= Knut Schoch =

German opera singer

Knut Schoch is a German tenor in opera and concert as a specialist in the field of historically informed performance, and an academic voice teacher.

== Career ==

Knut Schoch studied voice in Hamburg with Wilfried Jochens and Alan Speer. In 1999, he was awarded at the Concours Musica Antiqua Bruges. In the field of historically informed performance he has collaborated with Thomas Hengelbrock, Ton Koopman, Sigiswald Kuijken and Ludger Remy. He has performed oratorios by George Frideric Handel and the part of the Evangelist in Bach's Passions.

Schoch appeared in Baroque and classical opera, including the title role in Monteverdi's L'Orfeo, Campra's L'Europe galante, Handel's Almira and Alcina, and Mozart's operas Zaide, Die Entführung aus dem Serail and Die Zauberflöte.

Interested in the interplay of music and poetry, he is a performer of Lieder. He has performed with pianists Johannes Debus and Henning Lucius, singing not only songs of the romantic era but also works of Krieger, Beethoven and Britten. He performed Schubert's song cycle Die schöne Müllerin with guitarist Carsten Linck, other songs by Schubert with Eckart Begemann and Ludger Rémy accompanying on the period's Hammerflügel. With pianist Norman Shetler, he sang music by Schubert, Spohr and Schumann.
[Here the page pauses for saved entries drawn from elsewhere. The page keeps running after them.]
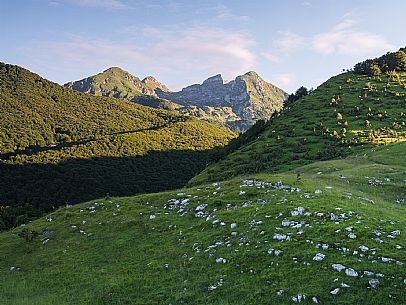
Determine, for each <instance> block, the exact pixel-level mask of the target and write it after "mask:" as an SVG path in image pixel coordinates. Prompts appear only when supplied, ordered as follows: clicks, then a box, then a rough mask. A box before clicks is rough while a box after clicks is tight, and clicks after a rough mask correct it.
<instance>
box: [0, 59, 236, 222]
mask: <svg viewBox="0 0 406 305" xmlns="http://www.w3.org/2000/svg"><path fill="white" fill-rule="evenodd" d="M0 106H1V107H0V118H1V120H0V172H1V175H0V203H1V205H2V206H16V207H21V206H22V207H24V206H26V204H29V205H28V206H29V207H30V209H32V208H35V209H39V210H40V211H50V210H52V209H53V208H54V207H58V206H61V205H66V204H74V203H78V202H83V201H86V200H90V199H94V198H99V197H102V196H106V195H107V194H110V195H114V196H124V195H134V194H137V193H144V192H156V191H162V190H168V189H173V188H178V187H181V186H183V185H184V184H185V183H186V182H187V181H188V180H189V179H190V178H191V177H193V176H194V175H195V174H196V173H197V172H199V171H200V170H202V169H203V168H204V167H205V165H206V164H207V162H209V159H208V150H209V149H211V148H213V147H217V146H222V145H225V144H226V143H227V142H228V141H229V140H230V139H231V138H232V137H234V134H233V133H231V132H229V131H228V130H227V129H225V128H221V127H219V126H217V125H211V124H209V123H207V122H204V121H200V120H198V119H195V118H191V117H187V116H184V115H181V114H179V113H175V112H171V111H165V110H158V109H152V108H149V107H144V106H140V105H137V104H135V103H130V102H128V101H125V100H120V99H113V98H107V97H98V96H92V95H90V94H83V93H78V92H75V91H73V90H71V89H68V88H64V87H62V86H59V85H57V84H55V83H52V82H50V81H47V80H45V79H43V78H41V77H39V76H38V75H36V74H33V73H31V72H29V71H27V70H25V69H23V68H20V67H17V66H13V65H7V64H2V63H1V64H0ZM7 211H8V212H7V213H8V214H7V215H8V216H7V220H6V219H3V223H6V224H7V225H5V226H6V227H10V224H13V226H14V225H18V224H20V223H21V221H20V220H18V219H17V218H18V217H19V219H31V214H32V213H29V215H27V213H25V212H24V211H23V209H11V210H7ZM9 212H10V213H9ZM9 215H15V217H14V218H13V220H12V221H11V220H10V219H9V218H10V217H11V216H9ZM24 215H25V216H24ZM24 217H25V218H24Z"/></svg>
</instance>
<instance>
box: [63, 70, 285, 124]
mask: <svg viewBox="0 0 406 305" xmlns="http://www.w3.org/2000/svg"><path fill="white" fill-rule="evenodd" d="M65 86H67V87H70V88H72V89H74V90H77V91H80V92H87V93H91V94H95V95H103V96H111V97H115V98H124V99H127V100H130V101H133V102H136V103H140V104H142V105H147V106H151V107H155V108H162V109H168V110H169V109H171V110H173V109H174V108H176V109H177V111H179V112H181V113H183V114H189V115H192V116H196V117H198V118H201V119H204V120H207V121H211V122H217V123H219V124H221V125H227V126H228V127H229V128H231V129H232V130H246V129H247V128H249V127H250V126H252V125H253V124H254V123H255V121H256V120H258V119H269V118H270V117H271V116H272V114H273V113H274V112H275V111H279V110H280V109H282V106H283V103H284V101H285V99H286V97H287V94H286V92H284V91H283V90H282V89H279V88H278V87H276V86H274V85H272V84H270V83H267V82H266V81H264V80H263V79H262V78H261V77H260V76H259V75H258V74H257V73H256V72H255V71H249V72H247V73H245V74H243V75H240V76H237V77H236V78H235V79H234V80H231V81H224V79H223V77H222V76H221V74H217V75H214V76H211V77H209V78H207V79H206V80H204V81H203V82H202V84H194V85H190V86H187V87H185V88H183V89H182V90H181V91H179V92H171V90H170V89H169V88H168V87H167V86H165V85H164V84H162V83H160V82H159V81H158V80H157V79H156V78H155V77H153V76H147V77H145V78H144V79H142V80H141V79H139V78H138V77H136V76H133V75H131V74H130V73H129V72H127V71H125V70H123V69H121V68H119V67H110V68H108V69H107V70H105V71H104V72H102V73H99V74H97V75H94V76H90V77H88V78H85V79H82V80H79V81H76V82H71V83H68V84H66V85H65ZM168 105H170V107H169V108H168V107H167V106H168Z"/></svg>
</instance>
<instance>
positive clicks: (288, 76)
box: [270, 73, 297, 90]
mask: <svg viewBox="0 0 406 305" xmlns="http://www.w3.org/2000/svg"><path fill="white" fill-rule="evenodd" d="M270 81H271V82H272V83H273V84H276V85H277V86H279V87H281V88H284V89H285V90H286V89H287V88H293V86H294V84H295V83H296V81H297V79H296V75H295V74H294V73H280V74H274V75H271V76H270Z"/></svg>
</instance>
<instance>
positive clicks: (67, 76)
mask: <svg viewBox="0 0 406 305" xmlns="http://www.w3.org/2000/svg"><path fill="white" fill-rule="evenodd" d="M0 11H1V12H2V18H1V19H0V33H1V37H2V39H1V40H0V61H3V62H7V63H12V64H18V65H21V66H23V67H26V68H28V69H30V70H32V71H34V72H36V73H38V74H40V75H41V76H43V77H45V78H47V79H50V80H52V81H55V82H58V83H61V84H62V83H65V82H68V81H71V80H78V79H81V78H84V77H86V76H89V75H93V74H96V73H98V72H101V71H103V70H105V69H106V68H108V67H110V66H119V67H121V68H123V69H125V70H127V71H129V72H130V73H132V74H134V75H136V76H139V77H140V78H143V77H145V76H148V75H153V76H155V77H156V78H157V79H158V80H159V81H161V82H163V83H165V84H166V85H167V86H169V88H171V89H173V90H179V89H181V88H182V87H184V86H186V85H189V84H192V83H201V82H202V81H203V80H204V79H206V78H207V77H209V76H212V75H215V74H218V73H221V74H222V75H223V78H224V79H226V80H230V79H234V78H235V77H236V76H237V75H239V74H243V73H245V72H247V71H250V70H255V71H257V72H258V73H259V74H260V75H261V76H262V77H263V78H264V79H265V80H267V81H270V82H273V83H274V84H276V85H277V86H279V87H281V88H283V89H285V90H286V91H289V92H292V91H294V90H295V89H296V88H298V87H299V86H301V85H304V86H307V87H309V88H310V87H317V86H318V85H319V84H321V83H322V82H323V81H325V80H327V79H328V78H329V77H331V76H333V75H335V74H338V73H340V71H341V70H342V69H347V68H351V67H352V66H353V65H354V64H355V63H356V62H358V61H361V60H363V59H365V58H369V57H376V56H379V55H381V54H383V53H386V52H387V51H393V50H397V49H398V48H399V47H402V46H405V45H406V39H405V34H404V28H405V25H406V18H404V16H403V15H404V12H405V11H406V1H403V0H386V1H378V0H369V1H366V0H307V1H302V0H284V1H282V0H280V1H276V0H268V1H266V0H261V1H260V0H251V1H246V0H244V1H243V0H241V1H240V0H234V1H233V0H229V1H219V0H206V1H195V0H162V1H158V0H133V1H130V0H13V1H1V2H0Z"/></svg>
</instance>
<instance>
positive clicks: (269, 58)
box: [262, 52, 282, 63]
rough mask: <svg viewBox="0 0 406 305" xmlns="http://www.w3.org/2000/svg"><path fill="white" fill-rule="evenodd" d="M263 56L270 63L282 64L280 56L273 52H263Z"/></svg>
mask: <svg viewBox="0 0 406 305" xmlns="http://www.w3.org/2000/svg"><path fill="white" fill-rule="evenodd" d="M262 56H263V57H265V58H266V59H267V60H268V61H270V62H273V63H280V62H281V61H282V59H281V57H280V56H278V55H276V54H274V53H272V52H262Z"/></svg>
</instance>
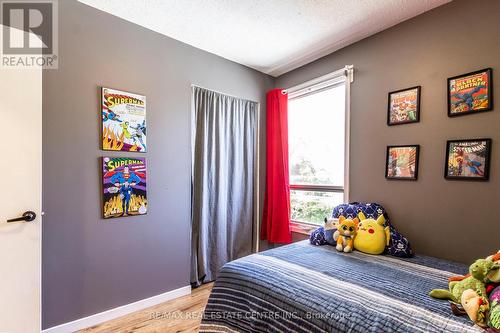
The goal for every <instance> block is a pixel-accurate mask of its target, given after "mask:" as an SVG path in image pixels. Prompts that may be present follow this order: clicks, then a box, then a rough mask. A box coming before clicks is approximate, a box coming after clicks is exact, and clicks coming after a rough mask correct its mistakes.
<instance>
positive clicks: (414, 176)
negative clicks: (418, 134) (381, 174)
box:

Schoch appeared at international Festivals such as the Handel festivals in Göttingen and Halle, Bachwoche Ansbach, Rheingau Musik Festival, Schleswig-Holstein Musik Festival and Festival of Flanders.

Schoch has been a teacher for voice, since 1993 at the Hamburg Conservatory, from 1999 to 2002 at the Musikhochschule Hamburg, since 2008 at the Musikhochschule Bremen, at the Akademie für Alte Musik Bremen, and international master classes, for example in Tokyo, Osaka (University of Arts) and the Australian National University.

==Recordings==

Schoch appears as a frequent soloist in Pieter Jan Leusink's recording of all Bach cantatas with the Holland Boys Choir, including the chorale cantatas Wie schön leuchtet der Morgenstern, BWV 1, Ach Gott, vom Himmel sieh darein, BWV 2, Ach Gott, wie manches Herzeleid, BWV 3, and the funeral cantata Laß, Fürstin, laß noch einen Strahl, BWV 198. He sang on live recordings of the choir Junge Kantorei in Eberbach Abbey, including Bach's Mass in B minor in 2011, to celebrate the 80th birthday of conductor Joachim Carlos Martini, with Miriam Feuersinger, Franz Vitzthum, Klaus Mertens and the Barockorchester Frankfurt. In 2010 they performed Handel's Theodora, in 2009 Handel's Messiah, with Gerlinde Sämann and Peter Kooy, in 2007 Handel's Semele, soloists including Elisabeth Scholl, Annette Markert and Ralf Popken, in 2005 Monteverdi's Marienvesper, with Dorothee Mields, in 2004 Handel's Solomon. A review of Solomon notes: "The tenor Knut Schoch as Zadok is greatly impressive. He has all the technical skill to negotiate his complicated coloratura and sings with great beauty of tone."